Hawks radio voice Holman at 2,000 straight games and counting

Current Hawks radio voice Steve Holman poses as a teenager with Johnny Most, the legendary voice of the Celtics. It was Most who served as a mentor to Holman, who will broadcast his 2,000th consecutive game Wednesday.

Current Hawks radio voice Steve Holman poses as a teenager with Johnny Most, the legendary voice of the Celtics. It was Most who served as a mentor to Holman, who will broadcast his 2,000th consecutive game Wednesday.

In an age when statistics are available at the touch of an iPad, Hawks radio voice Steve Holman still does one thing the old-fashioned way.

When the legendary Johnny Most shows you how to keep track of an NBA game, well, you listen. As Holman prepares for his 2,000th consecutive Hawks broadcast Wednesday – not a regular-season or playoff game missed in nearly 24 years – he will ready the same hand-written scorecard the voice of the Celtics showed taught him to use as a teenager.

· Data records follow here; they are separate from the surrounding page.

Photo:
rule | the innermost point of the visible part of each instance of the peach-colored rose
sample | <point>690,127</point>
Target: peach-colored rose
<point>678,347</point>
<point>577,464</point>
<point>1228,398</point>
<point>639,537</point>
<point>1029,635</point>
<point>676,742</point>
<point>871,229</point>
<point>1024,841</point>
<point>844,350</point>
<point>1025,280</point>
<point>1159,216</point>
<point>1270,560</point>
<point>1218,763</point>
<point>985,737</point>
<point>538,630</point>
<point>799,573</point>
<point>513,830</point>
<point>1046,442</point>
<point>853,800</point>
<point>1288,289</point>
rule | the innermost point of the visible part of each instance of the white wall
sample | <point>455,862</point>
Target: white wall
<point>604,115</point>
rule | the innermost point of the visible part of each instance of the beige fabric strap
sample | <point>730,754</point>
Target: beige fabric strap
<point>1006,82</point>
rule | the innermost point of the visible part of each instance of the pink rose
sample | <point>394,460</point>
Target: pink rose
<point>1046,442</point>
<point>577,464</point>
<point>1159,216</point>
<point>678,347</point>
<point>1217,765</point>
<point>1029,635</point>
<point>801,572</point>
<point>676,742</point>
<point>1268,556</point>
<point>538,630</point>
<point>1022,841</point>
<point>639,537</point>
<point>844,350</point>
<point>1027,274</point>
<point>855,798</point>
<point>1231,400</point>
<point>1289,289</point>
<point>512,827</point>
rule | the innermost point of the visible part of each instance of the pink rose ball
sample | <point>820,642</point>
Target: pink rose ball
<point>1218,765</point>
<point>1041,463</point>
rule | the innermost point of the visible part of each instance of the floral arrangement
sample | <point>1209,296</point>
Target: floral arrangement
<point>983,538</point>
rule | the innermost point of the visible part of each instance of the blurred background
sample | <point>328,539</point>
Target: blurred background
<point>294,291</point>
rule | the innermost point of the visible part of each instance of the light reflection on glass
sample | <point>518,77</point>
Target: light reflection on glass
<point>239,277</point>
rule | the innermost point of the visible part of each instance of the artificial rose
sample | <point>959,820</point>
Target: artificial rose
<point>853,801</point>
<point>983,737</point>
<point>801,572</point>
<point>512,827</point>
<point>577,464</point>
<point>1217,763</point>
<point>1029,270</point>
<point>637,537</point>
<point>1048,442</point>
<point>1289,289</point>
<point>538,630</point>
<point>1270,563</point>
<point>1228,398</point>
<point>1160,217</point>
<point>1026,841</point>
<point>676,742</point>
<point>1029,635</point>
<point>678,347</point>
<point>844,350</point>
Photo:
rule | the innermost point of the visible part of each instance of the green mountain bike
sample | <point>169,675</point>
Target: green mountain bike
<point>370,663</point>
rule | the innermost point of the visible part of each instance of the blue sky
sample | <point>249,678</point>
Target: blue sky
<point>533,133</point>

“I’m not smart enough to take time off,” Holman joked. “I love it every night. I really do. It sounds like a line, I guess, but it’s true, I look forward to every night. It’s 0-0. It’s a whole new game. I’ve always found that no matter what you expect, something is going to happen that you didn’t expect to happen. You say ‘Gee, I’m glad I was here. I’m glad I called that game.’”

Holman broke into the radio business as a high school student in Lawrence, Massachusetts at WCCM, a station owned by Curt Gowdy. The sportscaster told Holman went he went full-time that the pay was ‘$110 a week and all the records you can steal.’

Holman used the gig to get press passes to Celtics games and he eventually worked up the nerve to introduce himself to Most. The Celtics announcer finally let Holman keep his stat sheet. In 1976, when Most lost his voice, the 22-year-old Holman filled in for several weeks.

Holman remained in Boston working for the Celtics before eventually landed in Atlanta where he worked for the Hawks alongside John Sterling. When Sterling left in March of 1989 to join his new employer the Yankees in spring training, Holman stepped in.

And the streak began.

Holman, 58, said his work ethic came from his father, Harry, who worked as a draftsman.

“He went to work every day but he hated his job every day,” Holman said. “So he taught me to go to work every day whether you felt good or not. I just said to myself that when I got a job that I wanted to do, that I loved, that if he could go to work every day certainly I could go to work every day.”

Save for a three-year stint when he partnered with Dennis Scott, Holman works alone. With just an engineer at his side, Holman aims to paint the picture of a game his listeners come to rely on.

Brandon Leak works pre- and post-games on the Hawks flagship station and will often offer insight during the broadcast. Holman said he welcomes Leak’s point of view. For Leak, it’s Holman’s point of view that makes him a staple to Hawks fans.

“People want people in front of them who are authentic,” Leak said. “The things that he says, good, bad, humorous, he says the things that all Hawks fans are thinking. If there is a good shot people want to hear that it was a good shot. If there was a bad shot, or if there was not great effort on the play, they don’t want people trying to sugarcoat it. He calls it like he sees it. His calls are what Hawks fans are feeling. I think that’s why they appreciate it.”

Among the festivities Wednesday honoring Holman’s accomplishment will be an on-court ceremony during a first-quarter timeout.

Although, admittedly, the 2,000 straight games can run together, Holman shines when talking about the big moments. He points to Game 5 of the classic Hawks-Celtics 1988 Eastern Conference semifinal playoff game as a highlight. The Hawks won in Boston in a series they would eventually lose in seven games. Holman also fondly remembers Lenny Wilkens becoming the NBA’s all-time winningest coach and Dominique Wilkins becoming the Hawks’ all-time leading scorer.

Yes, the big moments. Holman was there for them all.

A 2011 inductee into the Georgia Radio Hall of Fame, Holman says he has no plans to retire, calling his job “a once-in-a-lifetime job that you want to keep for a lifetime.”

“If I had to guess we’ll peel his cold fingers off the microphone,” joked Bob Williams, President of the Hawks and Philips Arena.

Holman makes no bones about where his allegiance lies. Although he grew up in Massachusetts and knew he wanted to be in radio as an eight-year old listening to Most call Celtics games in his father’s car, he is devoted to the Hawks.

“I’ve always been passionate about it, every night,” Holman said. “There is nobody that wants to see the Hawks win every night more than I do. And I don’t mind that people know that during the broadcast.”

As long as there is another Hawks game to call, chances are Steve Holman will call it.